Another short chapter today.
These questions having been definitely answered, let us consider whether happiness is among the things that are praised or rather among the things that are prized; for clearly it is not to be placed among potentialities.
As I've mentioned in the discussion of I.2 and I.6b, this is following a parallel argument from the Rhetoric. Aristotle holds, I said, that when "incomparable things are being weighted against each other -- should I prefer this meal, or that victory at war? -- honor provides the common ground for valuation." Here we are going to talk about things like that, but we have a further mechanism for differentiating them into the merely 'praised' versus the more valuable 'prized.'
Everything that is praised seems to be praised because it is of a certain kind and is related somehow to something else; for we praise the just or brave man and in general both the good man and virtue itself because of the actions and functions involved, and we praise the strong man, the good runner, and so on, because he is of a certain kind and is related in a certain way to something good and important. This is clear also from the praises of the gods; for it seems absurd that the gods should be referred to our standard, but this is done because praise involves a reference, to something else. But if if praise is for things such as we have described, clearly what applies to the best things is not praise, but something greater and better, as is indeed obvious; for what we do to the gods and the most godlike of men is to call them blessed and happy. And so too with good things; no one praises happiness as he does justice, but rather calls it blessed, as being something more divine and better.
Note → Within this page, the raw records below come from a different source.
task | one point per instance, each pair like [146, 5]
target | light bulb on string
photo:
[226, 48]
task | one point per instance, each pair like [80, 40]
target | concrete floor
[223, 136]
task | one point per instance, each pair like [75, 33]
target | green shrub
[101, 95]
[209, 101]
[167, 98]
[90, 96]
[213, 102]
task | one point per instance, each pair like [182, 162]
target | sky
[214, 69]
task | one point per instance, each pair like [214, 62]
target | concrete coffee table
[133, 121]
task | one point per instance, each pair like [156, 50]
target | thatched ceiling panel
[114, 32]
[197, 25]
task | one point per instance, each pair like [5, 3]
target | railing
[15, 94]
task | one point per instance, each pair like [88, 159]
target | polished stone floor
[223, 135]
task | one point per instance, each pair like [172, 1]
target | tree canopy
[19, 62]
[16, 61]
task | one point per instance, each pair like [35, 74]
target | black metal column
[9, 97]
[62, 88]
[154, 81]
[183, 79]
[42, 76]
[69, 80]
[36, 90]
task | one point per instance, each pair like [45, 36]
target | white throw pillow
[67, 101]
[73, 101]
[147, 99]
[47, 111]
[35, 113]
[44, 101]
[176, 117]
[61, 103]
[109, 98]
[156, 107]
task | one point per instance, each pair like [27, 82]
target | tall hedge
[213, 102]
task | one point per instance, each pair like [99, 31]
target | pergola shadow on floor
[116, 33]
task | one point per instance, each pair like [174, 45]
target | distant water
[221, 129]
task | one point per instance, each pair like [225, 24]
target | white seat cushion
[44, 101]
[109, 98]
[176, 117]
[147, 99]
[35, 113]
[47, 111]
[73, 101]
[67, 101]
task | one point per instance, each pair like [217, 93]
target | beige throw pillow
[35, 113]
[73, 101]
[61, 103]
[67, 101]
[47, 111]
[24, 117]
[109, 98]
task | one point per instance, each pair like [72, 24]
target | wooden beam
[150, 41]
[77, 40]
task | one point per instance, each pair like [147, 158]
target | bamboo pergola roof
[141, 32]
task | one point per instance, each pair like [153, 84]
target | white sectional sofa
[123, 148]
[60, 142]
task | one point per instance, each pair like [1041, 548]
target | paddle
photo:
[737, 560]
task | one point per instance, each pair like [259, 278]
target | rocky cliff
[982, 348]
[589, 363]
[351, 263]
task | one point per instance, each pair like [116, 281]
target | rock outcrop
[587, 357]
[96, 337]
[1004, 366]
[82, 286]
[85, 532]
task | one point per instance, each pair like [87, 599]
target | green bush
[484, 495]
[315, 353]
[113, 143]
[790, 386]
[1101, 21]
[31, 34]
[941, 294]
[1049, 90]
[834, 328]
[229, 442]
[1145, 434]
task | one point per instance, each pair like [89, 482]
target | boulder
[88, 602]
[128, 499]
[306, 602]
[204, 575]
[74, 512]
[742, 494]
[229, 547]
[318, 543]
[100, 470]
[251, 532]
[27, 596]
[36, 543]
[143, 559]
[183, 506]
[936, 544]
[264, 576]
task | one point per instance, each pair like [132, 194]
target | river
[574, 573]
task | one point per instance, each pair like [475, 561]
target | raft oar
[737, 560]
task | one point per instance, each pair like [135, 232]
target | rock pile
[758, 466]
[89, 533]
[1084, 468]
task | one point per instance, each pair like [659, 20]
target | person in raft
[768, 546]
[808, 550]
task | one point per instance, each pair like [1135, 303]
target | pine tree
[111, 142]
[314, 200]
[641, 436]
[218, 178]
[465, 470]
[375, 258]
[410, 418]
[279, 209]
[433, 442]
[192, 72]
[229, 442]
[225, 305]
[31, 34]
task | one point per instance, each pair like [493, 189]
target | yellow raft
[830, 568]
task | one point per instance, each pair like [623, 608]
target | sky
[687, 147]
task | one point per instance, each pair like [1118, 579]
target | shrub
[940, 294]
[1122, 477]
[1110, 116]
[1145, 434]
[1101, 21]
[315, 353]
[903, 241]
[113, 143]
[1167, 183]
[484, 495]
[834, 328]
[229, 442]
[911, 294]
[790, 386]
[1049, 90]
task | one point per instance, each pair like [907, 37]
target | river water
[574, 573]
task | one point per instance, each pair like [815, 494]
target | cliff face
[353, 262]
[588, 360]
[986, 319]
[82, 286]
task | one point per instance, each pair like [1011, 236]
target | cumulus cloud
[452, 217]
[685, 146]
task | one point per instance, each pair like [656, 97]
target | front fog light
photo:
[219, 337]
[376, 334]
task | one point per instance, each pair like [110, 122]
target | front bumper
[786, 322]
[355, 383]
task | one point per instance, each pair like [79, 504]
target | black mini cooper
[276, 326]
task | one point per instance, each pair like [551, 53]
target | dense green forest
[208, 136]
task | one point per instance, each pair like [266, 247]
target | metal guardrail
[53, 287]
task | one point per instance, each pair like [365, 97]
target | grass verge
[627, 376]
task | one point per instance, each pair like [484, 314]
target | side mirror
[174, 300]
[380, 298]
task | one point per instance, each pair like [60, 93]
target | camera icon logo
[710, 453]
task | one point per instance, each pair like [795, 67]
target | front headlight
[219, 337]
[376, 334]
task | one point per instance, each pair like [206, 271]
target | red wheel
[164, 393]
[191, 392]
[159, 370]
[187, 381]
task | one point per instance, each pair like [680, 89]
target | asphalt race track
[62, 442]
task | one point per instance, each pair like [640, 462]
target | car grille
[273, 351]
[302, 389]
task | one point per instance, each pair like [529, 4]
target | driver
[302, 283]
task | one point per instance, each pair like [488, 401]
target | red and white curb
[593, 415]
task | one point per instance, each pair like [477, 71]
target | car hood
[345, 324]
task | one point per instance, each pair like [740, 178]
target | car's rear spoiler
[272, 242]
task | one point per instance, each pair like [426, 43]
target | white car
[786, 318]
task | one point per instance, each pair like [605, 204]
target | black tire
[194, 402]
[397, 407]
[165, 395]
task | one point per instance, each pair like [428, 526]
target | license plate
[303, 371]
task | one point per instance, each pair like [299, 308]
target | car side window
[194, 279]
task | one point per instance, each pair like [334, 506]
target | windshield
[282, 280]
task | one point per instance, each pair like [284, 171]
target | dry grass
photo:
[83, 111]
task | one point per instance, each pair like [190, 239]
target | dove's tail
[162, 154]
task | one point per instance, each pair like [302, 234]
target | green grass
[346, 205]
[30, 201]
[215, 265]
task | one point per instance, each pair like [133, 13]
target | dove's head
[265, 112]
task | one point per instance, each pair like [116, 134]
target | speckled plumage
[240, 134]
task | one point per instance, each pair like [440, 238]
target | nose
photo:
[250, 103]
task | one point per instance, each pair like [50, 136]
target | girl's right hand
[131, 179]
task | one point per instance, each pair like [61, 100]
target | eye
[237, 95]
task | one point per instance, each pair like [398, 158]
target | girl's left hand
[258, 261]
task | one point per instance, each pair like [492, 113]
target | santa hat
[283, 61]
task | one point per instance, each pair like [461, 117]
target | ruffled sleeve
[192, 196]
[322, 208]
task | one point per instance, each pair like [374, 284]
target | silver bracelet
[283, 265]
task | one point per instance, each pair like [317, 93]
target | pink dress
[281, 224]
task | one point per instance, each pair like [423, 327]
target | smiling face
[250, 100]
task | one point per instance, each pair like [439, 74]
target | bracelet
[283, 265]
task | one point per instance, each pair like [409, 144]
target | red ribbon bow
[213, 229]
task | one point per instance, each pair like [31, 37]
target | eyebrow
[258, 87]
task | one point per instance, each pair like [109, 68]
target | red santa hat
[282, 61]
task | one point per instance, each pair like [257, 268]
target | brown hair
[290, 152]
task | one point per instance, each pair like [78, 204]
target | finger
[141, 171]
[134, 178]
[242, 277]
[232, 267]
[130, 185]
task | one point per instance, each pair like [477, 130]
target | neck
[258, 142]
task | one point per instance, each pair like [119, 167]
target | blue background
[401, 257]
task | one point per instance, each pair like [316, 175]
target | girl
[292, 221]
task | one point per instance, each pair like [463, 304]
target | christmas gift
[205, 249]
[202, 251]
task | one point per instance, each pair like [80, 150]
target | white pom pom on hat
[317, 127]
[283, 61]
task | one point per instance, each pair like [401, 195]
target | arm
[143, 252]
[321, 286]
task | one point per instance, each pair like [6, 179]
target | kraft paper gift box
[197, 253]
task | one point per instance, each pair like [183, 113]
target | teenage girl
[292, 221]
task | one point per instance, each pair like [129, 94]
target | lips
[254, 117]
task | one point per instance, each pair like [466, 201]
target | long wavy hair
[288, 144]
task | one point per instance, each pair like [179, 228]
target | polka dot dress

So when we praise strength or bravery, a fast runner or even a just man, we are celebrating those qualities because they point to the easier acquisition of something that is a good in itself. Strength is good because it lets you do more work, which is good because it obtains whatever the end result of the labor was meant to be. Bravery is good because it can help you obtain victory in war and peace through strength -- but victory is good because it can bring a just peace, whereas such peace is good because it enables the best kind of human life.
This is to be contrasted with the truly prized things, the things we really want for themselves rather than as a mere means to something else.
Eudoxus also seems to have been right in his method of advocating the supremacy of pleasure; he thought that the fact that, though a good, it is not praised indicated it to be better than the things that are praised, and that this is what God and the good are; for by reference to these all other things are judged.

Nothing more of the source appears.